Tibetan studies has long been dominated by a focus on religion, and had historically been grouped with South Asian studies, Tuttle explained. Columbia’s program is unique in that it is equipped  with a plethora of resources to attract scholars of contemporary Tibet. “Creating the space where that can happen, I think, is really significant,” Tuttle said, noting also Columbia’s proximity to important institutions like the Rubin Museum and Latse, and New York’s active local Tibetan community.

These benefits have helped to solidify the niche Columbia’s Modern Tibetan Studies program has carved out. The result has been a busy program of vibrant events, ranging from a packed  conference this month cohosted with the Rubin Museum that brought together Tibetan art from collections around the world, to talks with prominent Tibetan figures in film and literature,
to more traditional archives- and research-based lectures on modern Tibetan history.

“Just seeing the scholarship that’s going on in Tibet—the Tibetan scholars and other individuals who come here—there’s so much going on,” said Eveline Washul, a postdoctoral research fellow at WEAI who has been named the new director of Modern Tibetan Studies, to begin this summer. “A lot of people want to come here so it’s been amazing just to host them and be able to have this exchange,” she said.

When the Modern Tibetan Studies program was established at the East Asian Institute 20 years ago, the world’s knowledge about Tibet was somewhat limited. “It seems like in the ‘80s and ‘90s when Tibet was coming more into the media, a lot of people in the US didn’t really know what Tibet was,” said Washul. “Now we’re taking it to the next level and breaking down stereotypes and imaginings about Tibet through our scholarship and teaching.”

“Tibetan autonomous areas—even recognized by the Chinese state—are one-quarter of Chinese territory,” Tuttle said. He explained, further, that the study of contemporary Tibet is both timely and important because of the geopolitical significance of China’s dealings with Tibet, and environmental concerns about the impact of climate change.

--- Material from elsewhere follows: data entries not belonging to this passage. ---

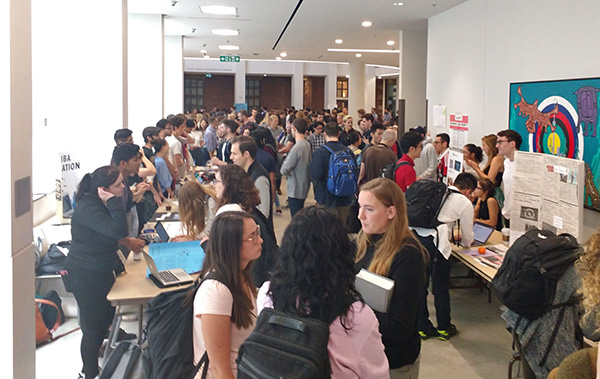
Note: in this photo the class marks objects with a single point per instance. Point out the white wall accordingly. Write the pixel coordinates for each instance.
(478, 48)
(145, 72)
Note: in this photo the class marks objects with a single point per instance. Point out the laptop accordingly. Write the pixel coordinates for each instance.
(167, 278)
(481, 233)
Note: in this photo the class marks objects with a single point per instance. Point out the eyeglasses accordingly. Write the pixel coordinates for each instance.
(255, 236)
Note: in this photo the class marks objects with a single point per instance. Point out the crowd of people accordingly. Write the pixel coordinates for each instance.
(311, 272)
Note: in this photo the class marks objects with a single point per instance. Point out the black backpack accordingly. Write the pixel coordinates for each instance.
(424, 200)
(526, 281)
(285, 346)
(169, 333)
(389, 170)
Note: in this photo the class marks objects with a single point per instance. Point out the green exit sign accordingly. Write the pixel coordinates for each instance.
(230, 58)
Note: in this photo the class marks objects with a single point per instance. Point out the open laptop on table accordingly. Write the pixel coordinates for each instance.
(167, 278)
(481, 233)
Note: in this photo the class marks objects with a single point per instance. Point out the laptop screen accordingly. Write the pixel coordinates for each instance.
(482, 232)
(162, 232)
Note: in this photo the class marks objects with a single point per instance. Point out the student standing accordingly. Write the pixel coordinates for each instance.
(296, 167)
(387, 247)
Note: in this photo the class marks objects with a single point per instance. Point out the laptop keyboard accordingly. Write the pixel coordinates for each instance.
(167, 276)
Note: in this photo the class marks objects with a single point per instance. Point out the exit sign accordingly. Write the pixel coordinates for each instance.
(230, 58)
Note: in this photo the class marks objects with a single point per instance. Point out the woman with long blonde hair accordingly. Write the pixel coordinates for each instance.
(494, 167)
(387, 247)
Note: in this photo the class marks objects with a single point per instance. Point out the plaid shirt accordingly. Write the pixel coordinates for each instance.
(316, 141)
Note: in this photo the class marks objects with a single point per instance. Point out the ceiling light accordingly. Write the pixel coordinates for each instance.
(229, 47)
(218, 9)
(225, 32)
(363, 51)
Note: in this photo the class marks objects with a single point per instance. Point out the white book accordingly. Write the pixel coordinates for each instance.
(375, 289)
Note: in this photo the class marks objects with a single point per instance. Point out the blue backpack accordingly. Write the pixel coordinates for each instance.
(342, 177)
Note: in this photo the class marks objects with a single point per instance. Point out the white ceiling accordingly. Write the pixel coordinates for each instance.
(312, 31)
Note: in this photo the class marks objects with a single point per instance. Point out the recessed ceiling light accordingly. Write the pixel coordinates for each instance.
(218, 9)
(363, 51)
(229, 47)
(225, 32)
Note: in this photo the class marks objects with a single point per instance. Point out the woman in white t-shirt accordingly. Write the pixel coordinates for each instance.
(225, 309)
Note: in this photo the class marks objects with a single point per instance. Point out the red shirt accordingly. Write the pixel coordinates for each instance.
(405, 175)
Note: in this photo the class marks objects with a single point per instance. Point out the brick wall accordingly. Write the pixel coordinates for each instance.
(219, 91)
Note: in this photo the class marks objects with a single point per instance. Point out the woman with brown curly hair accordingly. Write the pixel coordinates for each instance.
(234, 186)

Despite declining media attention, the field of Tibetan studies itself has expanded, and the Modern Tibetan Studies program has attracted an increasingly diverse group of students and faculty. Notably, the number of students from Asia, particularly China, has grown significantly.

There is also more diversity in terms of discipline, Washul explained. “Now we have more people being trained in different disciplines like anthropology, geography, and environmental studies, education, literature, and more.”

“Increasingly now, and more so in the future—in the age of the internet and social media and more global processes— Tibetan studies scholarship is beginning to look at Tibet as interconnected with all of these global communications and trends,” Washul noted.

As that happens, the Modern Tibetan Studies program will continue to strengthen the foundations it has made, building on the resources it has accumulated through its unique position at the Weatherhead East Asian Institute.